In all honesty, penises are plummeting on the world market. Be happy you even have one. Women are taking over. They live longer. They have the stronger genitals. There is more of them. And they think faster. Some dont think well, but the smarties and emotionally intelligent (manipulative/masterminds) make up for the dumbies.
In the end, your dick wont be around because guys die before gals and they'll all be fucking each other. Think of it: old grandmas cuddled in a bed with another senior lady, bumping their grey vaginas hair together, happy they dont have to hide viagra pills. Your size doesnt concern them, because sex is all of 30 mins out of their work week. Yes, some nymphos may want it everyday. But most dont need to see another dick for a week after a having Lil Timmy and Chuck, who pee on everything, only to grow up and leave all their socks crunchy.
We can only hope their bisexual tendecies will kick and we'll get our fantasized threesome off our bucket list, while we jack off our egos some more with these threads focused on how big our dicks are (internet inches) or wish they were.
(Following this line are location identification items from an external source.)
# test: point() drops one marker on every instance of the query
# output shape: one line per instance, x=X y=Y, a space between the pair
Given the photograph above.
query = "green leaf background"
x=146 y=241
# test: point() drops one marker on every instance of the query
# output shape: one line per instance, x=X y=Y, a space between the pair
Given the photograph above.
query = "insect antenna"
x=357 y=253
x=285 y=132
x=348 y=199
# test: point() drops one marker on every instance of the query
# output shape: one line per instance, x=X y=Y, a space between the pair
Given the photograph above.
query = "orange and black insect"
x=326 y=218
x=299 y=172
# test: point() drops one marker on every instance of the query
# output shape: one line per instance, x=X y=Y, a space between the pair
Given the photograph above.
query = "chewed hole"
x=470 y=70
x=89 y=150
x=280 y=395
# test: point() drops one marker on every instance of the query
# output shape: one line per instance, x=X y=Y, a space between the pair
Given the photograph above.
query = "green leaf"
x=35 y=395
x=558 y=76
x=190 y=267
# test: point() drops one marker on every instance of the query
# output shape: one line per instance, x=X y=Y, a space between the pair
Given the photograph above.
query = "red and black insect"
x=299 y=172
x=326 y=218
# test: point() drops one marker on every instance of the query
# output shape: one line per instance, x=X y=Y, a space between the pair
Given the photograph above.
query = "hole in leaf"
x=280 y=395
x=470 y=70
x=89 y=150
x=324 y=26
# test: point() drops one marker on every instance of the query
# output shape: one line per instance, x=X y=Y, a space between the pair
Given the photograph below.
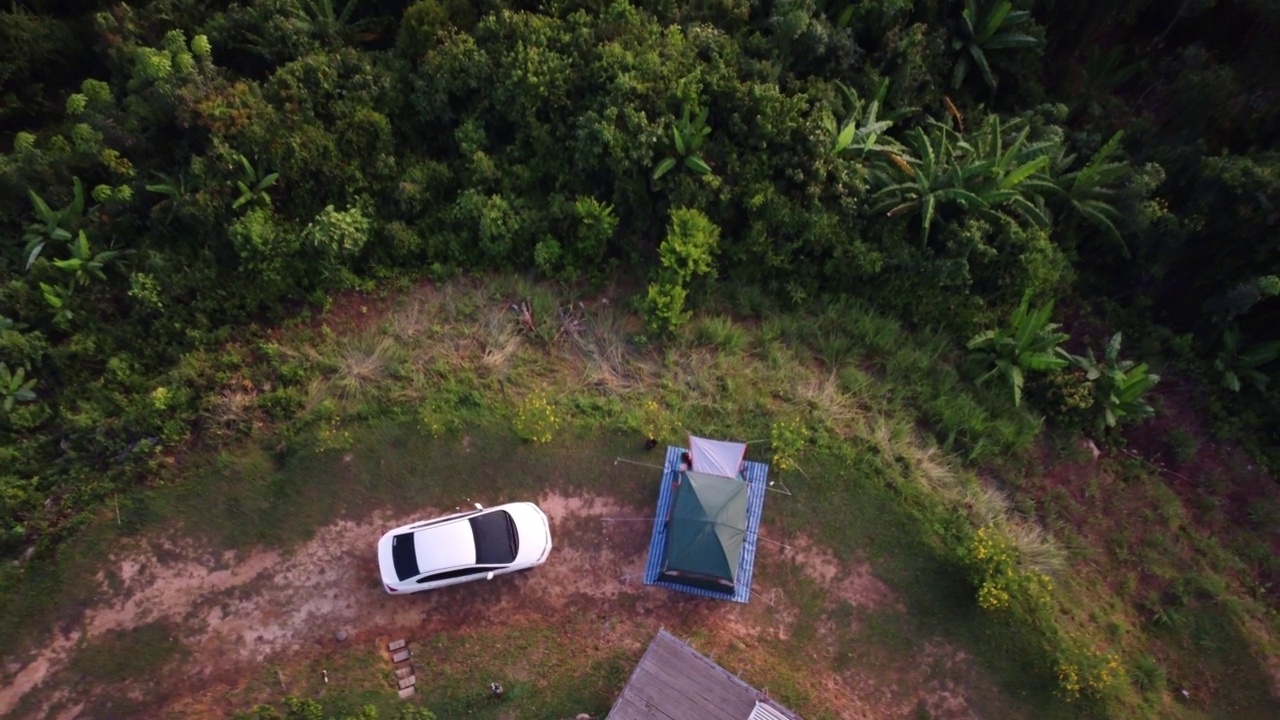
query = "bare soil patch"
x=237 y=613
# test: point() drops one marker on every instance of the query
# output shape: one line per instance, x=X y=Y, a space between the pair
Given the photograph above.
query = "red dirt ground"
x=284 y=607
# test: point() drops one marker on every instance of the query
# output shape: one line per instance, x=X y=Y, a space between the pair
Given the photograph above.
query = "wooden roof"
x=675 y=682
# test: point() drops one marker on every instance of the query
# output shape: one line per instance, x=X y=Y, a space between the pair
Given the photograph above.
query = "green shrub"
x=536 y=419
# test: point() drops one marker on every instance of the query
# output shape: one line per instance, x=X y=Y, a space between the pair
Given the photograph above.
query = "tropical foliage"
x=1031 y=342
x=1119 y=386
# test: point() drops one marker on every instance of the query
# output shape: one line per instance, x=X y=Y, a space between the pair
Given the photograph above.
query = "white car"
x=462 y=547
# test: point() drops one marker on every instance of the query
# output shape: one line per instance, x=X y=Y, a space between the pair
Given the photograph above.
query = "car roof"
x=444 y=546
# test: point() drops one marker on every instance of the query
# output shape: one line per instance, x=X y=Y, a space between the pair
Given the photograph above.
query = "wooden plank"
x=680 y=683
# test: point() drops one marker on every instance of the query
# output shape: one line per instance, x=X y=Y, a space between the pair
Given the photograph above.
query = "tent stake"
x=616 y=460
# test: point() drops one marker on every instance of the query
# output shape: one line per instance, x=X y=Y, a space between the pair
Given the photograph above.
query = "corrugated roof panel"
x=763 y=711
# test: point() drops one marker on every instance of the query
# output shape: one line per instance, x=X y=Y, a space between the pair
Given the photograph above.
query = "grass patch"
x=127 y=655
x=888 y=434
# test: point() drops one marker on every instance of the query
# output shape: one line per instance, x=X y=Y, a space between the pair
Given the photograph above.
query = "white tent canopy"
x=717 y=456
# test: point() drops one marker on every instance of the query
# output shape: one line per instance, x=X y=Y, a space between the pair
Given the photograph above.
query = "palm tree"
x=990 y=177
x=981 y=32
x=1092 y=190
x=864 y=131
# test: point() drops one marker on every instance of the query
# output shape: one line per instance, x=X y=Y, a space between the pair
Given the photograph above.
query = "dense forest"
x=178 y=173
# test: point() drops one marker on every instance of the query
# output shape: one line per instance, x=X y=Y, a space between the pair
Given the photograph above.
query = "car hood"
x=535 y=534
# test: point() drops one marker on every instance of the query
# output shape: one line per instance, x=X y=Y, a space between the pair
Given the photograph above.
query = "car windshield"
x=496 y=538
x=405 y=556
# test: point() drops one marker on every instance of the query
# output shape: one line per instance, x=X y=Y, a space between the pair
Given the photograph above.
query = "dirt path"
x=237 y=611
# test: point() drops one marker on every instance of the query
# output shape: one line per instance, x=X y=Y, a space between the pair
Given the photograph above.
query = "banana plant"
x=54 y=226
x=689 y=136
x=863 y=126
x=174 y=188
x=332 y=23
x=58 y=299
x=252 y=186
x=1118 y=386
x=1092 y=190
x=1031 y=342
x=986 y=177
x=85 y=264
x=14 y=387
x=1238 y=365
x=983 y=31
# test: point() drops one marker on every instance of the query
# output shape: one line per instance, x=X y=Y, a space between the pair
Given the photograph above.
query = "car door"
x=455 y=577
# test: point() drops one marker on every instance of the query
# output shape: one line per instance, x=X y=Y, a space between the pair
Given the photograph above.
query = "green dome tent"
x=705 y=532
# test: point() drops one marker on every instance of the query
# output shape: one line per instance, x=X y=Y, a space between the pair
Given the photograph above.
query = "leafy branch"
x=252 y=186
x=1118 y=386
x=863 y=126
x=983 y=31
x=1237 y=364
x=54 y=226
x=14 y=387
x=1028 y=343
x=688 y=136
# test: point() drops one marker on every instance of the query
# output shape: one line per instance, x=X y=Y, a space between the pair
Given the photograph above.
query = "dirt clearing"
x=236 y=613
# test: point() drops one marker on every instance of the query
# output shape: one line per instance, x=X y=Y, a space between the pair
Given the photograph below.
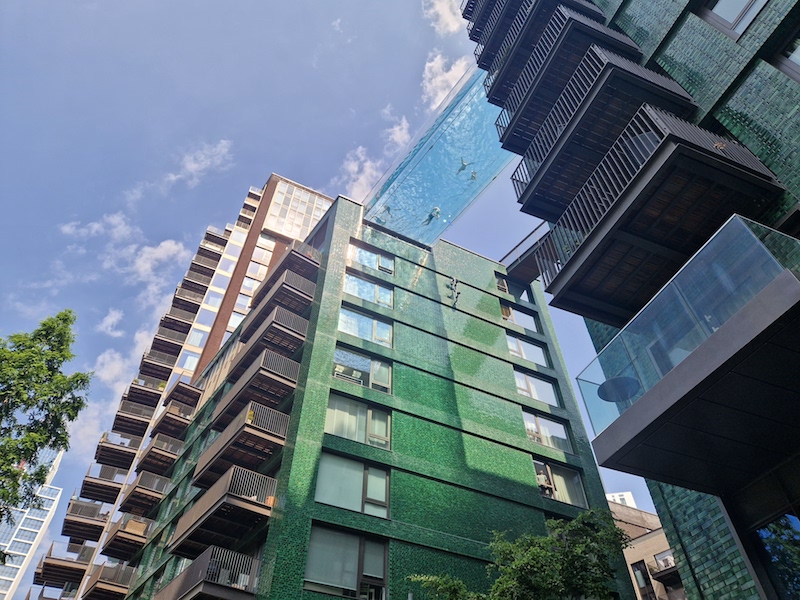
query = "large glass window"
x=527 y=350
x=560 y=483
x=357 y=421
x=546 y=432
x=523 y=319
x=365 y=327
x=538 y=389
x=347 y=565
x=352 y=485
x=363 y=370
x=368 y=290
x=368 y=258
Freud was weird, pipe smoking, psuedo-intellectual, barely legal predator, but he may have been on to something. People are dick crazed. And most of them are heterosexual men. But ay! Im not telling you anything you dont already know. You signed up to the site with Large Penis in the title and started the Size Matters thread. Its obvious you think sex is important.
Im gunna let you in on a secret though. Lean in, open your eyes, and read this word by word: It isnt. Did you know that? I know, big shit! Yeah, it feels good. Yeah, its fun. Some chicks cant get enough of it (testerone junkies), and the averge joe is the one in the same as a porn addict. Or better put - a sex addict w/o the action.
However, women care more about the size of a wallet, or your other personality to get stuck solely on your dick. And dont think they're any more or less shallow for considering these other qualities. For one, a girl has to eat. If you cant provide, she has to. So, maybe she might prefer being the provider in the relationship, therefore the fact your wallets collecting more dust than dollars could be a plus. Whereas, a personality of an asshole, abuser, alcholic and any other type A personas gone awry could make a chick think "Aww, he's just misunderstood!"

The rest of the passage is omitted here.